Saturday, October 15, 2011

My Maternal Instinct

I keep telling other people (and myself) that I'd like to have children one day.  Of course, this desire tends to be dependent upon how much recent interaction that I've had with children.  There's nothing like a screaming baby in a restaurant or grocery store to make one's ovaries seize up.

Honestly, I haven't spent a lot of time around kids of any age and the idea that I am able to (potentially) reproduce without any sort of license or supervising body is really kinda scary.  I will have absolutely no idea what I'm doing, either during or after the pregnancy. I mean, I know you have to get diapers and a crib and stop drinking and smoking about halfway through, but then what? It'd be really nice if, after the baby and before the placenta, an instruction manual came down the old lady pipes.  Actually, no.  The manual should come out first.

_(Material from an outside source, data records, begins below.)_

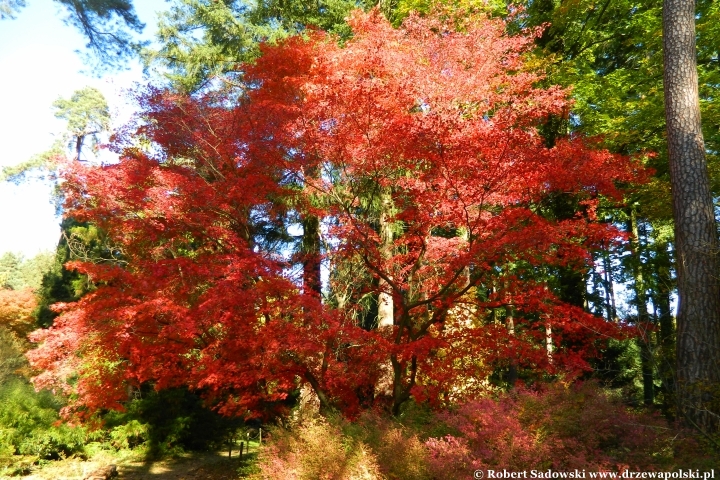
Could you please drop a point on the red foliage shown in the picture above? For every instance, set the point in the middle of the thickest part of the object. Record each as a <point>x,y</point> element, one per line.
<point>562,428</point>
<point>443,121</point>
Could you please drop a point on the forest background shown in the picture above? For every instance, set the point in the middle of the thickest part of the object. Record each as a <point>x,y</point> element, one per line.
<point>507,307</point>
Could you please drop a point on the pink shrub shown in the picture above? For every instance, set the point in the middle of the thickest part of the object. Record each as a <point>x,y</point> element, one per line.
<point>561,428</point>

I guess I'm worried that I don't really have much of a maternal instinct or that it is minimal, like the plop-out-the-kid-and-be-on-my-merry-way kind of minimal.   Any fool can lie on a gurney doped up on great drugs and have a c-section (hopefully, this can be done by request), but it takes a special person to be truly nurturing.  Last time I checked "every man for himself" doesn't really apply to people that just vacated a womb.

Some people are great with kids right out of the gate. And then there's people like me.  It's not that I don't like kids. I just don't know what to do with them. I can picture myself in the delivery room holding up my newborn son or daughter  like a used Kleenex wondering what to do next.  I mean, after you chew through the umbilical cord, what else is there?

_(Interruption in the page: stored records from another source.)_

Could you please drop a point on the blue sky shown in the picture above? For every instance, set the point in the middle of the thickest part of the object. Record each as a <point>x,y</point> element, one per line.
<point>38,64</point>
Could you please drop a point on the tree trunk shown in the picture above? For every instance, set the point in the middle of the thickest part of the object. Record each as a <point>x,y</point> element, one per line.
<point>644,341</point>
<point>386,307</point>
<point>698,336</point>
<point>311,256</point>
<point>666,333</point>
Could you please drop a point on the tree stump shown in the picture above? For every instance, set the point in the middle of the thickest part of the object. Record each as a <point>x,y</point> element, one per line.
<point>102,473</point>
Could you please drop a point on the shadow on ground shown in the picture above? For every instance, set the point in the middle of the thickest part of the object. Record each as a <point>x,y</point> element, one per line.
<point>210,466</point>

I suppose it's not really a far stretch to imagine my husband or baby daddy (I'm getting older, the time to be picky about that is nigh to an end) being summoned all over the city to collect an errant child because I accidentally left him or her somewhere.  After all, it's pretty easy to drop your baby at the coat check and forget to pick it up on the way out.  Then once they start walking it becomes even harder to keep track of them.  One of those kid leashes will definitely be in order.  I'm certain that I will have great piece of mind knowing my child is safely tied  to the stop sign outside while I'm in Starbucks getting my latte.

Then there are so many  ways that you can unconsciously screw  up a kid.  Having a baby is like buying a used car: you really have no idea what you're getting into until its too late.  One day your baby daddy is wheeling you out of the hospital with a sweet little bundle of joy, then the next thing you know, you're on the news with your face blurred out pleading with him or her to turn themselves in.

Ok, so most people don't fuck up that badly, but even just realizing your kid is an asshole has to be a bit sobering.  Not that you love them any less (probably), but it has to make you call into question everything you've ever done.  Did you not hug them enough?    Were you too tough?  Should you have been more tough? Or did they just inherit the asshole gene from your significant other's side of the family?

Luckily, none of these are questions that I'll have to contend with any time soon.  It's a good thing, though. I have absolutely no where to put a baby cage right now.